I have trained my English model following this notebook (https://nbviewer.jupyter.org/github/amaiya/ktrain/blob/master/tutorials/tutorial-06-sequence-tagging.ipynb). I am able to save my pretrained model and run it with no problem.
However, I need to run it again but OFFLINE and it is not working, I understand that I need to download the file and do something similar to what is done here.
https://github.com/huggingface/transformers/issues/136
However, I am not able to understand where do I need to change the settings of ktrain.
I run this:
ktrain.load_predictor('Functions/my_english_nermodel')
and this is the error I get:
Traceback (most recent call last):
File "Z:\Functions\NER.py", line 155, in load_bert
reloaded_predictor= ktrain.load_predictor('Z:/Functions/my_english_nermodel')
File "C:\Program Files\Python37\lib\site-packages\ktrain\core.py", line 1316, in load_predictor
preproc = pickle.load(f)
File "C:\Program Files\Python37\lib\site-packages\ktrain\text\ner\anago\preprocessing.py", line 76, in __setstate__
if self.te_model is not None: self.activate_transformer(self.te_model, layers=self.te_layers)
File "C:\Program Files\Python37\lib\site-packages\ktrain\text\ner\anago\preprocessing.py", line 100, in activate_transformer
self.te = TransformerEmbedding(model_name, layers=layers)
File "C:\Program Files\Python37\lib\site-packages\ktrain\text\preprocessor.py", line 1095, in __init__
self.tokenizer = self.tokenizer_type.from_pretrained(model_name)
File "C:\Program Files\Python37\lib\site-packages\transformers\tokenization_utils.py", line 903, in from_pretrained
return cls._from_pretrained(*inputs, **kwargs)
File "C:\Program Files\Python37\lib\site-packages\transformers\tokenization_utils.py", line 1008, in _from_pretrained
list(cls.vocab_files_names.values()),
OSError: Model name 'bert-base-uncased' was not found in tokenizers model name list (bert-base-uncased, bert-large-uncased, bert-base-cased, bert-large-cased, bert-base-multilingual-uncased, bert-base-multilingual-cased, bert-base-chinese, bert-base-german-cased, bert-large-uncased-whole-word-masking, bert-large-cased-whole-word-masking, bert-large-uncased-whole-word-masking-finetuned-squad, bert-large-cased-whole-word-masking-finetuned-squad, bert-base-cased-finetuned-mrpc, bert-base-german-dbmdz-cased, bert-base-german-dbmdz-uncased, bert-base-finnish-cased-v1, bert-base-finnish-uncased-v1, bert-base-dutch-cased).
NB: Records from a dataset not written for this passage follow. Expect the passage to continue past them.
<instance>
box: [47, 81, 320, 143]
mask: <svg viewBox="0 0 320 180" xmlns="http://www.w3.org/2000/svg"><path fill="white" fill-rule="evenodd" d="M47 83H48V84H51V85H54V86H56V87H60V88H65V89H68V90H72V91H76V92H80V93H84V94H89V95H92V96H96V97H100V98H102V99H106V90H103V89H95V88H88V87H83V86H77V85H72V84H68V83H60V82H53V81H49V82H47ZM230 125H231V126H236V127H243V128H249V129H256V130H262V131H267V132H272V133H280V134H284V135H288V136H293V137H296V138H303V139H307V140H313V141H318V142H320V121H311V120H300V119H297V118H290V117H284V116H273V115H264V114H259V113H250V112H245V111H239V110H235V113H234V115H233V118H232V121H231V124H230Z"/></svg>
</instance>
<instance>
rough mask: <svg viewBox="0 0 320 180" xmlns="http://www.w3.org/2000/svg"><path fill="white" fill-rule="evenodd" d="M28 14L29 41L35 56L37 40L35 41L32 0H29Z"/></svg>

We assumed 'bert-base-dutch-cased' was a path, a model identifier, or url to a directory containing vocabulary files named ['vocab.txt'] but couldn't find such vocabulary files at this path or url.
Process finished with exit code 1
More generally, the transformers-based pretrained models are downloaded to <home_directory>/.cache/torch/transformers
. For instance, on Linux, this will be /home/<user_name>/.cache/torch/transformers
.
As indicated in the answer above, to reload the ktrain predictor
on a machine with no internet access (for ktrain
models that utilize models from transformers
library), you'll need copy the model files in that folder to the same location on the new machine.